I was able do 20 miles today in about 9 hours, leaving 5 more miles for the morning. If I had been willing to hike by headlamp I could have reached Nature’s Valley tonight, but I opted instead to throw my bag into one of the Andres Huts and take photos of the evening light and surf. The literature you will read about the Otter Trail describes it as a 5-day/4-night hike, a pace that I think would be torturously slow. [Note: If you decide to hike it in less than the standard time, beware that the 12-person huts might be filled to capacity, in which case you’ll have no priority since you’re not following the schedule. The visitor’s center at the east trailhead can let you know if you should expect to camp out.] Of course, since every other backpacker I saw was carrying loads in excess of 40 or 50 pounds, 5 days might be spot-on. The macho-driven mentality about pack weight holds strong here—one of my favorite scenes from the trip was when a foursome set up a rope to ford a 2-foot deep river that was barely moving. The first guy who crossed fit the persona perfectly: “Give me the rope, Hal. Ladies, wait here.”

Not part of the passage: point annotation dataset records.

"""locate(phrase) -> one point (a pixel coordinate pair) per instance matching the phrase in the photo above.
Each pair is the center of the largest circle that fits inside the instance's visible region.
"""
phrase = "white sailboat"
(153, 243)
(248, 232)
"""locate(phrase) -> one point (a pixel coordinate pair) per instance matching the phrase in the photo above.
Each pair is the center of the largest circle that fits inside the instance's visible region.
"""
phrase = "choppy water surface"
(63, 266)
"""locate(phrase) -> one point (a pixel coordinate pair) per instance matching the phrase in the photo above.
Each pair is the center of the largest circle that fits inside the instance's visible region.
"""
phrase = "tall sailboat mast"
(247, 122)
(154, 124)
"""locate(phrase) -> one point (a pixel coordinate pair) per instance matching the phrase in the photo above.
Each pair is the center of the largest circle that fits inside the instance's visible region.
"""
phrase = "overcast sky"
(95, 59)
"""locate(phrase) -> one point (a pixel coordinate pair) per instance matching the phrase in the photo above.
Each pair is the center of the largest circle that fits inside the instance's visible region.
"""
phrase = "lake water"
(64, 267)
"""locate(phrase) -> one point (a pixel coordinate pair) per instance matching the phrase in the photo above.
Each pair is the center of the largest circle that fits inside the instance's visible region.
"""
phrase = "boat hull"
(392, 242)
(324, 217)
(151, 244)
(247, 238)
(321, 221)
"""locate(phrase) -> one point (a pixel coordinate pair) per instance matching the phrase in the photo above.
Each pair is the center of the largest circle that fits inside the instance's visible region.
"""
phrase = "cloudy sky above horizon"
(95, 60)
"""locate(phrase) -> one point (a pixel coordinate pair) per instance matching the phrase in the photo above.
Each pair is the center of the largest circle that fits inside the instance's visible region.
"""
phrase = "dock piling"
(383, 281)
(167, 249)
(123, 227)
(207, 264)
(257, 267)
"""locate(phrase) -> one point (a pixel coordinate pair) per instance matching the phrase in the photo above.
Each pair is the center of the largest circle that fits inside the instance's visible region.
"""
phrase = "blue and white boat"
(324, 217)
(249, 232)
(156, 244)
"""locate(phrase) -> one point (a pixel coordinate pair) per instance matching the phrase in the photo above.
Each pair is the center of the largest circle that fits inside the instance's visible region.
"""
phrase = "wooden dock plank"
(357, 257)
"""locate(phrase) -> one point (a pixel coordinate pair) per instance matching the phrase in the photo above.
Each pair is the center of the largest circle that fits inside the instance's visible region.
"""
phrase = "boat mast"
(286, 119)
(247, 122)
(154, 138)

Based on what I saw today, I’ll rate the Otter Trail a 7.5 or 8 out of 10, with 10 being the best. It features beautiful indigenous forests, which are hard to come by along the Garden Route—most hillsides have been replanted with non-native trees for their timber value. There are frequent overlooks of the rugged coastline, which is composed of sedimentary sandstone that has been titled to near-vertical angles. The huts are superb: clean, sizable, nicely constructed, rodent-free, and outfitted with comfy 6”-thick mattresses. Lastly, the Trail has some exciting river fords, with the best being the Bloukrans—if you catch it around low tide, it’ll require at least a 15-foot swim to the opposite bank; if it were high tide and there were rough seas, it would undoubtedly be frightening.
Why didn’t the Otter Trail get a 10? First, I would have liked some more variation in the experience—an occasional walk along a sandy beach or alongside a river would have mixed things up. I also would have appreciated better lighting—the sun does not get high enough at this time of year to fully illuminate the shoreline—the rays are blocked by the steep bluffs. Lastly, I’m a mountain man first, a hiker second; so the trail’s lack of big inspiring peaks was a downer. None of these criticisms are within control of the trail maintainers, so I suppose it’s very fair to say that they’ve maxed out the value of what they had to work with.
Just read your article. How did you get onto the trail for a day and a bit? Did you need any special permission? Any advice on how to get on at short notice?
Thanks in advance
I don’t remember the details, but I was traveling with an employee from the SA tourism office, so my guess is that if my hike did not comply with standard policies that I probably had some special permission.